The history of Melody Ranch stretches back nearly 100 years to the earliest days of Southern California filmmaking. The name “Melody Ranch” may sound familiar to old-timer fans of Gene Autry’s radio show of that name. Autry was indeed the owner of the ranch for nearly 40 years, but ironically, he never recorded his radio show there. He did use the lot to film dozens of his own Westerns, and it was here that epic films like Stagecoach (1939) and High Noon (1952) were brought to the screen. Several long-running television shows were made here as well, like Gunsmoke, The Lone Ranger, Hopalong Cassidy, The Cisco Kid, and Wild Bill Hickock. The character of Wild Bill returned to Melody Ranch from 2004 to 2006 when HBO’s highly-acclaimed Western series Deadwood made its home here.

On Saturday, Kimi and I were able to peek behind the scenes of the movie lot with about a dozen members of a film history class I teach in Newhall. The tour was conducted by Sue and Renaud Veluzat (two of the nicest people in the valley), who along with Renaud’s brother Andre, have owned Melody Ranch since 1990. Gene Autry, the previous owner, bought the ranch in 1952, but had used it primarily as a retirement home for his horse Champion after a devastating brush fire turned the lot to ash in 1962. After Champion died, Autry sold the 21-acre ranch to the Veluzat brothers who painstakingly rebuilt the lot’s former Western Town.
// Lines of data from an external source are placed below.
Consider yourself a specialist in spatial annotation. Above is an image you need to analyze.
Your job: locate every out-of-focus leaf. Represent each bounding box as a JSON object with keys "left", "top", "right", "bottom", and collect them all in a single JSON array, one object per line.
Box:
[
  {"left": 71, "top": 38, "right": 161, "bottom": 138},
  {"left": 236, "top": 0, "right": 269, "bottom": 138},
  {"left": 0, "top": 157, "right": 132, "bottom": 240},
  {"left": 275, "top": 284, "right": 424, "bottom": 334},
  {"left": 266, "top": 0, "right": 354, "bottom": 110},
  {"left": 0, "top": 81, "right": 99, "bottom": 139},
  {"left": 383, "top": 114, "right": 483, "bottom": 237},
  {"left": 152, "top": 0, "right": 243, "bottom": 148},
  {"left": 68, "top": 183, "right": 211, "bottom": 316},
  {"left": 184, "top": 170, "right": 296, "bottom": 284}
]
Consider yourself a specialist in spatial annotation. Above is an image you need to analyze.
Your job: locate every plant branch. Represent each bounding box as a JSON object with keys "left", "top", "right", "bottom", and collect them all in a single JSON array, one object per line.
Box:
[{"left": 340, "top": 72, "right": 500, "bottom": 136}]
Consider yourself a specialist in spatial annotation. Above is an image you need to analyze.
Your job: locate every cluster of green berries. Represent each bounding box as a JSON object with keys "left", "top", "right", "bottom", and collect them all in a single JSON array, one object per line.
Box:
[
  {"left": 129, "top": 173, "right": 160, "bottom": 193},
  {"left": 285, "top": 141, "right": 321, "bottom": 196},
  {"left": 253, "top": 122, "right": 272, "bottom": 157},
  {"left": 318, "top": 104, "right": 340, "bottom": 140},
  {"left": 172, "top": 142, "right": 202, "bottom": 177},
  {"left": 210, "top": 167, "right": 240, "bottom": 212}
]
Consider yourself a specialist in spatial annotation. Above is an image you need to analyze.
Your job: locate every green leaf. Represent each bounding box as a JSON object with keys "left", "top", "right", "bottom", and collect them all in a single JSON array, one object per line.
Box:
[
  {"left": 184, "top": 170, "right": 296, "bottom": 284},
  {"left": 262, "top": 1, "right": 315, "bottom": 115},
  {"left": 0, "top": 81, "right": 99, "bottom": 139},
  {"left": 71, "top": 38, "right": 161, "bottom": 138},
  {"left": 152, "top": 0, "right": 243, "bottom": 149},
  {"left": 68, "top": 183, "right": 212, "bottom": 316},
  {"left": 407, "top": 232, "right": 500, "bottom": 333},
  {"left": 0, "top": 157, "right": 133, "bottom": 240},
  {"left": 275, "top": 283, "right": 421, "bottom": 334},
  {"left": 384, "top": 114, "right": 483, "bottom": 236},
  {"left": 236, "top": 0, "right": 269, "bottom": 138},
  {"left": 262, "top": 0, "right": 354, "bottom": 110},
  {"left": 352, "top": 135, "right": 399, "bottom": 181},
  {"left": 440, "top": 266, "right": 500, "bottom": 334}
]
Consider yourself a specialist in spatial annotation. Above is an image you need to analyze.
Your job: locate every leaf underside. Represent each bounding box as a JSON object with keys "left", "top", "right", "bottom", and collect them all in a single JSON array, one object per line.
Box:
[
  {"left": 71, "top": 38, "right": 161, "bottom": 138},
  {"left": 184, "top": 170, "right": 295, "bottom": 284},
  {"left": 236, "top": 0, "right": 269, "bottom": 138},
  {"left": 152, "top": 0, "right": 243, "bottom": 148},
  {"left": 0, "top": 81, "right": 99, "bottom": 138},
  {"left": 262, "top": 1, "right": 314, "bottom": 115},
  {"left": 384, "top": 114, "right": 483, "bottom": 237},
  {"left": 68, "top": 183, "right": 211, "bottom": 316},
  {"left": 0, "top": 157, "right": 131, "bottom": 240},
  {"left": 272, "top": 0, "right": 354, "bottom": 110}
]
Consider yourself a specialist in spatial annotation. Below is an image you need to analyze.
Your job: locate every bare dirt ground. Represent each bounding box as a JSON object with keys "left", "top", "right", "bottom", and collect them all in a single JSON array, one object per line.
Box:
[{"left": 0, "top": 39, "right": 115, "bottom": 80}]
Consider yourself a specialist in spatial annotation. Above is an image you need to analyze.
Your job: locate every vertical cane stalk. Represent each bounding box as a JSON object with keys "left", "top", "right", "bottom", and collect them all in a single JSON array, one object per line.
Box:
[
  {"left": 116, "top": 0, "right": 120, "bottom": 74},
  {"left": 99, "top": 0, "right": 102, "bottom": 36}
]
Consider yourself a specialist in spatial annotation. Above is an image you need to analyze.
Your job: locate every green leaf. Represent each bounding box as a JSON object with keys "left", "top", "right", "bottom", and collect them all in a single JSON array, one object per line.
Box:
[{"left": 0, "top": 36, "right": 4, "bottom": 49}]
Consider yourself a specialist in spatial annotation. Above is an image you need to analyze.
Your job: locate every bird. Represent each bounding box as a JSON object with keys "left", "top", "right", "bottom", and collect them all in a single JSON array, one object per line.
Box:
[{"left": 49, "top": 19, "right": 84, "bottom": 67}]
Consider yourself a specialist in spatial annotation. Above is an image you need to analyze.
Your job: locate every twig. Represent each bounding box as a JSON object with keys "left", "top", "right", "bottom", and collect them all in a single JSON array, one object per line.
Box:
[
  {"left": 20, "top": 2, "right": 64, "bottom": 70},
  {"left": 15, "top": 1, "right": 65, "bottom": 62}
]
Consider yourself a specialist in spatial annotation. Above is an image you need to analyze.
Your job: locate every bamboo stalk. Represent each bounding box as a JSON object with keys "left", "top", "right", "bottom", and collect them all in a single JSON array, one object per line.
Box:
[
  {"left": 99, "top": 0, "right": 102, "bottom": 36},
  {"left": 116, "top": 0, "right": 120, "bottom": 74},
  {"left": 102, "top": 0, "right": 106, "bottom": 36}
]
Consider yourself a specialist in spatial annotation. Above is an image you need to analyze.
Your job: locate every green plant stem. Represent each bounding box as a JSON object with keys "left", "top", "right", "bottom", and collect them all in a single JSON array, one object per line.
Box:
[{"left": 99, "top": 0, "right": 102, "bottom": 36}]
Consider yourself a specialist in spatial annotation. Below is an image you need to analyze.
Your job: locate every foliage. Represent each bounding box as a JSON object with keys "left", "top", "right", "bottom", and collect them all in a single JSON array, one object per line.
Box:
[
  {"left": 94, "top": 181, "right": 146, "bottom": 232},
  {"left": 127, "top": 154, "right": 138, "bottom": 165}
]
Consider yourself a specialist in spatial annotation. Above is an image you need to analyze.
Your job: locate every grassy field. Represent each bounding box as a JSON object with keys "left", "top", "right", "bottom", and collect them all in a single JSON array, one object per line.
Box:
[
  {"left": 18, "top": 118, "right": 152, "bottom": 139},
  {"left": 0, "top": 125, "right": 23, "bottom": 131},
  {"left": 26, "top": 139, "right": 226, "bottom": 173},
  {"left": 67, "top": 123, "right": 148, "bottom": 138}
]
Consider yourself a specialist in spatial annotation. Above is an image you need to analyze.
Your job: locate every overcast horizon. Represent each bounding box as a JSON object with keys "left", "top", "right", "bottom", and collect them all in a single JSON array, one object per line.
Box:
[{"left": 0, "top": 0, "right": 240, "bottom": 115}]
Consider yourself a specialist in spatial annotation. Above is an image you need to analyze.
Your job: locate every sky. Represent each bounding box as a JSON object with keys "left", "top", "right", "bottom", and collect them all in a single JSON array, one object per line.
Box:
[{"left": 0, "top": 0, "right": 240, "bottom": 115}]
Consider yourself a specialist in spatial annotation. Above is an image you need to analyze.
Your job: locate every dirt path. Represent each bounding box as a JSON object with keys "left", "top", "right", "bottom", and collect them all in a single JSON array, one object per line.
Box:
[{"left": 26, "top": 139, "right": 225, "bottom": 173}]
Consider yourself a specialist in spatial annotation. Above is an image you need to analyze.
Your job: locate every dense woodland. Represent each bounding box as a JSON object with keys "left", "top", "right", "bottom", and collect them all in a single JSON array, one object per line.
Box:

A "captive" audience. My film class in the Melody Ranch jail.

The members of our group were the only people on the lot that morning, and I quickly found myself imagining that I was strolling through an Old West ghost town that had been hermetically-sealed in time. The Veluzat’s conducted thousands of hours of research on the Old West, and constructed their town to look authentic, meaning shoddy in many cases, because that is how a hastily-constructed boomtown like Deadwood in the Dakota Territory really looked.

A highlight of the tour was the visit to the Ranch’s museum. It is one of the great hidden jewels of Los Angeles County, housing dozens of vintage movie props and automobiles from the Veluzat family’s own collection of memorabilia.

If you are into movies and the Old West, or better yet, movies about the Old West, do yourself a favor and visit Melody Ranch. It is open to the public on one weekend a year during Santa Clarita’s Cowboy Festival in April. Special tours can also be arranged through the ranch’s website.